Im Rahmen der Stellungnahmen der geladenen Parlamentarier verwies Matthias Zimmer auf den Koalitionsvertrag, worin sich CDU und SPD gegen einen Missbrauch von Werkverträgen und Leiharbeit verpflichten. Man wolle rechtswidrige Vertragskonstruktionen verhindern und Leiharbeit grundsätzlich beschränken. Er, Matthias Zimmer, wolle in dieser Frage Einvernehmen mit den Gewerkschaften erzielen. Es sei allerdings schwierig, die bisher am Einzelfall richterlich definierten Abgrenzungen zwischen legalen und illegalen Werkverträgen allgemeingültig in Gesetzesform festzuschreiben.

Ulli Nissen wandte sich entschieden gegen den Missbrauch von Werkverträgen und Leiharbeit. Ihre Partei und sie persönlich wollen Betriebsräte und Personalräte über die relevante aktuelle Diskussion informieren. Sie forderte besseren gesetzlichen Schutz und gleichen Lohn für gleiche Arbeit. Lohndumping oder die Umwandlung regulärer Beschäftigung in Leiharbeit lehnte sie ab. Sie beklagte, dass ihre Partei gebunden durch die Vereinbarungen mit den Koalitionspartnern nicht weiter in Richtung gewerkschaftlicher Interessen gehen könne.

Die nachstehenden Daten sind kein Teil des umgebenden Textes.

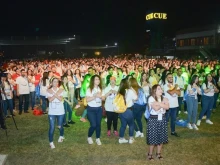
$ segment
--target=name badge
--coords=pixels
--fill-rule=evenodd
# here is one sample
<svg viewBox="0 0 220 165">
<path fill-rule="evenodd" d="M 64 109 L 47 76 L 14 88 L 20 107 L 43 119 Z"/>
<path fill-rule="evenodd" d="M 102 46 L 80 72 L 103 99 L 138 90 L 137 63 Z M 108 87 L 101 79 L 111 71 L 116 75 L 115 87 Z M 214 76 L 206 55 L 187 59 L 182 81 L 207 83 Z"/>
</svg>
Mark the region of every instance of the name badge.
<svg viewBox="0 0 220 165">
<path fill-rule="evenodd" d="M 162 120 L 163 115 L 160 113 L 158 114 L 158 120 Z"/>
</svg>

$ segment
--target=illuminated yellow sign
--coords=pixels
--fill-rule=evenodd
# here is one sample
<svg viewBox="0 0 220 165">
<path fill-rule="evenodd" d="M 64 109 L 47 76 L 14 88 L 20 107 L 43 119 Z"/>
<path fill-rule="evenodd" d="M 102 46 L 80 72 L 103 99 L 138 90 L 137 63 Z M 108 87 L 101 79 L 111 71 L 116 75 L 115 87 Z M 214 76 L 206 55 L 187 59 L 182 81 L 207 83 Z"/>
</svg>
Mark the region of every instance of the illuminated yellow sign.
<svg viewBox="0 0 220 165">
<path fill-rule="evenodd" d="M 150 13 L 146 15 L 146 20 L 151 19 L 167 19 L 167 13 Z"/>
</svg>

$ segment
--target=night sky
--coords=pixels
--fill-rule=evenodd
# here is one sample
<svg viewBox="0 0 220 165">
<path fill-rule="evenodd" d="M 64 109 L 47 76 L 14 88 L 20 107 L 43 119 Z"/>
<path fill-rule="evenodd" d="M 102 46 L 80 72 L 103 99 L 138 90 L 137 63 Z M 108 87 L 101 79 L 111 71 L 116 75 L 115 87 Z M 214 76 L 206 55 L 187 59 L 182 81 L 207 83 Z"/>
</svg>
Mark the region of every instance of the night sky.
<svg viewBox="0 0 220 165">
<path fill-rule="evenodd" d="M 209 0 L 209 4 L 181 2 L 8 0 L 0 6 L 0 35 L 77 34 L 81 36 L 82 45 L 118 42 L 124 51 L 135 52 L 142 51 L 146 43 L 145 15 L 148 10 L 168 13 L 164 35 L 170 37 L 183 28 L 220 23 L 220 2 L 217 0 Z"/>
</svg>

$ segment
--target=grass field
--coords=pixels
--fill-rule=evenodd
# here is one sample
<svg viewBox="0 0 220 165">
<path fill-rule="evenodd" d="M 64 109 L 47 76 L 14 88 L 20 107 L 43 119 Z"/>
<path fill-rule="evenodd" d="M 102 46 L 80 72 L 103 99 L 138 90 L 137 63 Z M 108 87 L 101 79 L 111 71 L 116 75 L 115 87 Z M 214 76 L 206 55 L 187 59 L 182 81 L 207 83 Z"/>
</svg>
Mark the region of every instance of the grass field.
<svg viewBox="0 0 220 165">
<path fill-rule="evenodd" d="M 80 114 L 78 110 L 76 114 Z M 149 162 L 146 159 L 148 146 L 146 138 L 137 138 L 134 144 L 118 144 L 118 138 L 106 136 L 106 122 L 102 120 L 102 145 L 87 144 L 89 123 L 74 118 L 75 125 L 65 128 L 63 143 L 57 143 L 59 132 L 55 130 L 56 148 L 51 150 L 48 142 L 48 119 L 31 113 L 16 115 L 19 130 L 15 129 L 12 119 L 7 119 L 8 139 L 0 130 L 0 154 L 8 154 L 7 165 L 219 165 L 220 164 L 220 108 L 212 114 L 214 125 L 203 120 L 199 131 L 177 126 L 180 138 L 171 137 L 164 145 L 164 160 Z M 182 115 L 182 117 L 186 117 Z M 143 118 L 144 134 L 146 122 Z M 120 127 L 120 120 L 119 126 Z M 170 131 L 170 129 L 168 129 Z M 126 137 L 128 131 L 126 130 Z M 95 139 L 95 136 L 93 137 Z"/>
</svg>

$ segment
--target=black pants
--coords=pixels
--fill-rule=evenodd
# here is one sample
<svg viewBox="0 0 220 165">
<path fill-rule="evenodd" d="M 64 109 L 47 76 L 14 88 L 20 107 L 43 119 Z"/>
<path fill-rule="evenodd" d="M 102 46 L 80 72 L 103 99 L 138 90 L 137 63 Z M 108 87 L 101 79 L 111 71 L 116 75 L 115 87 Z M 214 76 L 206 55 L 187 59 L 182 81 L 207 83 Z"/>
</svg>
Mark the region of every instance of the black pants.
<svg viewBox="0 0 220 165">
<path fill-rule="evenodd" d="M 117 131 L 118 126 L 118 113 L 106 111 L 107 115 L 107 129 L 111 130 L 112 122 L 114 131 Z"/>
</svg>

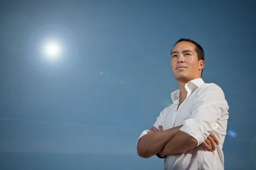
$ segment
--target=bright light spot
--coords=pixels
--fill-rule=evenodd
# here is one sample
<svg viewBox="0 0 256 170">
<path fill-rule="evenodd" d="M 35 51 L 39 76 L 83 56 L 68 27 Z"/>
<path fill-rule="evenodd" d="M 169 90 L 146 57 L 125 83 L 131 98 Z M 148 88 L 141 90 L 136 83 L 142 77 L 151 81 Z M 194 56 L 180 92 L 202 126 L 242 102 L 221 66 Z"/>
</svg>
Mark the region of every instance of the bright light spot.
<svg viewBox="0 0 256 170">
<path fill-rule="evenodd" d="M 230 137 L 231 138 L 235 138 L 237 135 L 237 134 L 236 134 L 236 132 L 234 130 L 229 130 L 227 132 L 227 135 Z"/>
<path fill-rule="evenodd" d="M 61 53 L 61 47 L 55 42 L 49 42 L 45 46 L 45 54 L 50 57 L 56 57 Z"/>
</svg>

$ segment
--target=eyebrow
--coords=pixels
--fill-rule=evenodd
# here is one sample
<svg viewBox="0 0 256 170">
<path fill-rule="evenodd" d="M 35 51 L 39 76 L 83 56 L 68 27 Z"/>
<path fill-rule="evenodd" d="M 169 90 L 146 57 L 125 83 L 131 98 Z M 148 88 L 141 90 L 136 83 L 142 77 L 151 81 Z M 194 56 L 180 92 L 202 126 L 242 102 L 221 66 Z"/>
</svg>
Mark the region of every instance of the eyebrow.
<svg viewBox="0 0 256 170">
<path fill-rule="evenodd" d="M 192 51 L 191 50 L 183 50 L 182 51 L 182 53 L 189 53 L 189 52 L 190 52 L 190 53 L 193 53 L 192 52 Z M 171 55 L 173 54 L 175 54 L 175 53 L 178 53 L 178 52 L 177 51 L 172 51 L 172 53 L 171 54 Z"/>
</svg>

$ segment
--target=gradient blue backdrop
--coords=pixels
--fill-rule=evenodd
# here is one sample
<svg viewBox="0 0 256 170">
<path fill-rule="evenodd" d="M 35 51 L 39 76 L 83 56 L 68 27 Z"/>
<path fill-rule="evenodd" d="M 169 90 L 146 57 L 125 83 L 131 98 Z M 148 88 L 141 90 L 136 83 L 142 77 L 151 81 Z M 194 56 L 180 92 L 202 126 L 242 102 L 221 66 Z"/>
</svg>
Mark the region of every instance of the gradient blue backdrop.
<svg viewBox="0 0 256 170">
<path fill-rule="evenodd" d="M 182 37 L 204 48 L 203 78 L 230 107 L 237 136 L 226 137 L 225 170 L 255 169 L 255 5 L 2 1 L 0 169 L 163 169 L 136 143 L 172 103 L 170 51 Z M 58 33 L 65 60 L 40 60 L 37 41 Z"/>
</svg>

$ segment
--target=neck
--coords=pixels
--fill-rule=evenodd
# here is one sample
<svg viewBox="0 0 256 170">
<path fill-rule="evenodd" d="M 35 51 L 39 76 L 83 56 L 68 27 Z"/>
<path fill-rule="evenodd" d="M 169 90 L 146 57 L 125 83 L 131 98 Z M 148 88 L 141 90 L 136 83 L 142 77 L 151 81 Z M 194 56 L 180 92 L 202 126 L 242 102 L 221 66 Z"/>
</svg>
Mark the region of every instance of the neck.
<svg viewBox="0 0 256 170">
<path fill-rule="evenodd" d="M 184 100 L 186 97 L 188 92 L 185 88 L 185 85 L 188 82 L 178 81 L 178 85 L 180 93 L 180 100 Z"/>
</svg>

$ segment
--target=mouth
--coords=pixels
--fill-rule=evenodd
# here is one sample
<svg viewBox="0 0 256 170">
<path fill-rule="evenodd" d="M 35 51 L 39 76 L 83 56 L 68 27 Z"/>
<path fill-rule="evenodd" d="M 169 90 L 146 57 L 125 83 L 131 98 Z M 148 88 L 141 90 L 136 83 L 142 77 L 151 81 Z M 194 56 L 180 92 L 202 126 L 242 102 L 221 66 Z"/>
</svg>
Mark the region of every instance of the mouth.
<svg viewBox="0 0 256 170">
<path fill-rule="evenodd" d="M 186 68 L 186 67 L 185 66 L 179 66 L 179 67 L 177 67 L 176 68 L 176 69 L 177 70 L 179 70 L 179 69 L 183 69 L 183 68 Z"/>
</svg>

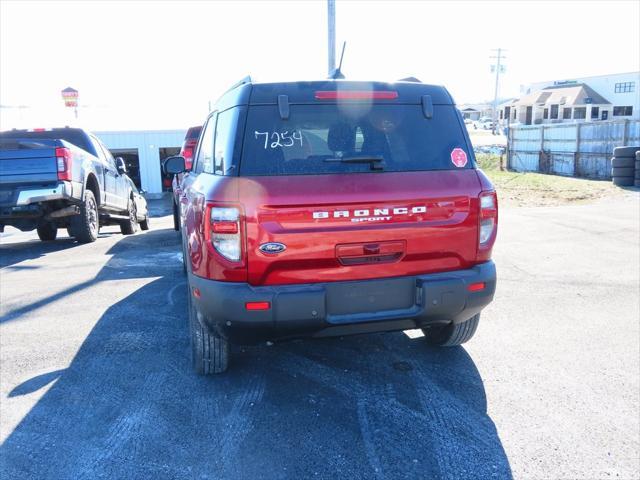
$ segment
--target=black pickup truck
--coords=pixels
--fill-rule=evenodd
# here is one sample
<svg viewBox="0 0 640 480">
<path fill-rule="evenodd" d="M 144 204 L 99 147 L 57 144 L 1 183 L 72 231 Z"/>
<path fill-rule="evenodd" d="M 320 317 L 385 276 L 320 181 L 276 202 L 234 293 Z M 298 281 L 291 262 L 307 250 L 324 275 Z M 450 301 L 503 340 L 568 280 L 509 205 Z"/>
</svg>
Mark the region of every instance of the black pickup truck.
<svg viewBox="0 0 640 480">
<path fill-rule="evenodd" d="M 137 191 L 121 158 L 79 128 L 0 132 L 0 231 L 6 225 L 37 229 L 55 240 L 66 228 L 78 242 L 93 242 L 100 226 L 134 233 L 148 228 Z"/>
</svg>

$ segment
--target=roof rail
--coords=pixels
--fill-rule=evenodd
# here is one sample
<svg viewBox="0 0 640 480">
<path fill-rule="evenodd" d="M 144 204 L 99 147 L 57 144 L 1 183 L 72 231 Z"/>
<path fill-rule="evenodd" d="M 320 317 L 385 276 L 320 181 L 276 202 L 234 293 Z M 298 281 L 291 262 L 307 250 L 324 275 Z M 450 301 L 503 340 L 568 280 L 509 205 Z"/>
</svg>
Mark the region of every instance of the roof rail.
<svg viewBox="0 0 640 480">
<path fill-rule="evenodd" d="M 238 88 L 240 85 L 245 85 L 247 83 L 252 83 L 253 80 L 251 80 L 251 75 L 247 75 L 246 77 L 244 77 L 243 79 L 241 79 L 239 82 L 234 83 L 233 85 L 231 85 L 231 87 L 229 87 L 229 89 L 227 90 L 227 92 L 230 92 L 231 90 L 235 90 L 236 88 Z"/>
</svg>

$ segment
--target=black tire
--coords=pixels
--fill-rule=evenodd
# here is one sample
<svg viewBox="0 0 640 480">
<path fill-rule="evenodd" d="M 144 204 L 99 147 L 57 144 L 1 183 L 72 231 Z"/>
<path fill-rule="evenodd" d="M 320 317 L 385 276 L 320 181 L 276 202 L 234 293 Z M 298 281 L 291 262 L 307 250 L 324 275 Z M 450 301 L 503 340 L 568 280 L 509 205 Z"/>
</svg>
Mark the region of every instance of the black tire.
<svg viewBox="0 0 640 480">
<path fill-rule="evenodd" d="M 471 317 L 466 322 L 450 323 L 444 327 L 423 328 L 427 343 L 438 347 L 455 347 L 471 340 L 480 323 L 480 314 Z"/>
<path fill-rule="evenodd" d="M 125 220 L 120 224 L 120 232 L 123 235 L 133 235 L 138 230 L 138 213 L 136 212 L 136 202 L 132 198 L 129 199 L 127 212 L 129 220 Z"/>
<path fill-rule="evenodd" d="M 613 177 L 613 184 L 619 187 L 632 187 L 633 177 Z"/>
<path fill-rule="evenodd" d="M 229 367 L 229 343 L 217 335 L 212 335 L 202 325 L 200 314 L 189 296 L 189 333 L 191 338 L 191 362 L 198 375 L 224 373 Z"/>
<path fill-rule="evenodd" d="M 47 222 L 41 225 L 38 225 L 38 238 L 43 242 L 52 242 L 58 236 L 58 227 L 56 227 L 53 223 Z"/>
<path fill-rule="evenodd" d="M 69 234 L 80 243 L 95 242 L 100 230 L 98 204 L 91 190 L 84 192 L 84 203 L 80 205 L 80 213 L 71 217 Z"/>
<path fill-rule="evenodd" d="M 180 211 L 176 202 L 173 202 L 173 229 L 176 232 L 180 231 Z"/>
<path fill-rule="evenodd" d="M 613 167 L 611 169 L 612 177 L 633 177 L 635 167 Z"/>
<path fill-rule="evenodd" d="M 628 168 L 635 167 L 636 159 L 631 157 L 613 157 L 611 159 L 611 166 L 613 168 Z"/>
<path fill-rule="evenodd" d="M 613 149 L 613 156 L 635 158 L 638 150 L 640 150 L 640 147 L 616 147 Z"/>
</svg>

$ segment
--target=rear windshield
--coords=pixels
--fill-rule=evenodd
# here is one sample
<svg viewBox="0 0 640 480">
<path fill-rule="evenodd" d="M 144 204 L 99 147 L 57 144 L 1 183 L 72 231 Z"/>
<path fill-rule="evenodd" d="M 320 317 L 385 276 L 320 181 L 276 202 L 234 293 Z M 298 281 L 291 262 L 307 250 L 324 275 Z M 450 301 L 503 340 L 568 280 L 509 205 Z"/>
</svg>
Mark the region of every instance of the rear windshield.
<svg viewBox="0 0 640 480">
<path fill-rule="evenodd" d="M 467 144 L 452 105 L 250 106 L 240 175 L 308 175 L 449 170 Z M 459 150 L 458 150 L 459 152 Z M 471 168 L 471 162 L 465 167 Z"/>
<path fill-rule="evenodd" d="M 26 130 L 9 130 L 0 132 L 0 139 L 29 138 L 33 140 L 65 140 L 76 147 L 79 147 L 91 154 L 95 154 L 93 147 L 89 143 L 89 138 L 82 130 L 75 129 L 53 129 L 41 132 L 28 132 Z"/>
</svg>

Jutta Krellmann stellte klar, dass es bisher nur den Entwurf eines Gesetzesentwurfes gäbe. Danach bliebe im Wesentlichen alles, insbesondere bei der Mitbestimmung, wie bisher. Auf Dauer müssten Werkverträge und Leiharbeit eingeschränkt werden, damit die prekären Arbeitsverhältnisse zugunsten der Dauerarbeitsverhältnisse wegfallen können. Leiharbeit dürfe nicht länger als drei Monate dauern, für Betriebsräte fordere sie ein zwingendes Mitbestimmungsrecht.

Omnid Nouripour erinnerte an die Ermöglichung von Werkverträgen und Leiharbeit durch die die Koalition unter Kanzler Schröder. Damals war damit die Absicht verbunden, sehr viel mehr arbeitslose Menschen wieder in Beschäftigung einzugliedern. Dieser Plan sei gescheitert, weshalb über Änderungen nachzudenken sei. Er will die Leiharbeit reformieren, den Missbrauch von Werkverträgen unterbinden, die Schein-Selbständigkeit verhindern und die Position der Beschäftigten stärken.

Die gewerkschaftlichen Teilnehmer forderten nachdrücklich, dass ihre Argumente im gesellschaftlichen und parlamentarischen Diskurs aufgenommen werden. Es könne nicht sein, dass die einflussreiche Arbeitgeber-Lobbyorganisation „Initiative Neue Soziale Marktwirtschaft“ und die CSU-Landesgruppe im Bundestag gegen arbeitnehmerfreundliche Veränderungen an den Gesetzen Sturm laufe und damit längst überfällige und im Koalitionsvertrag festgeschriebene Verbesserungen verhindere. Ihre Diskussionsrunde sei dazu ein wichtiger Beitrag gewesen.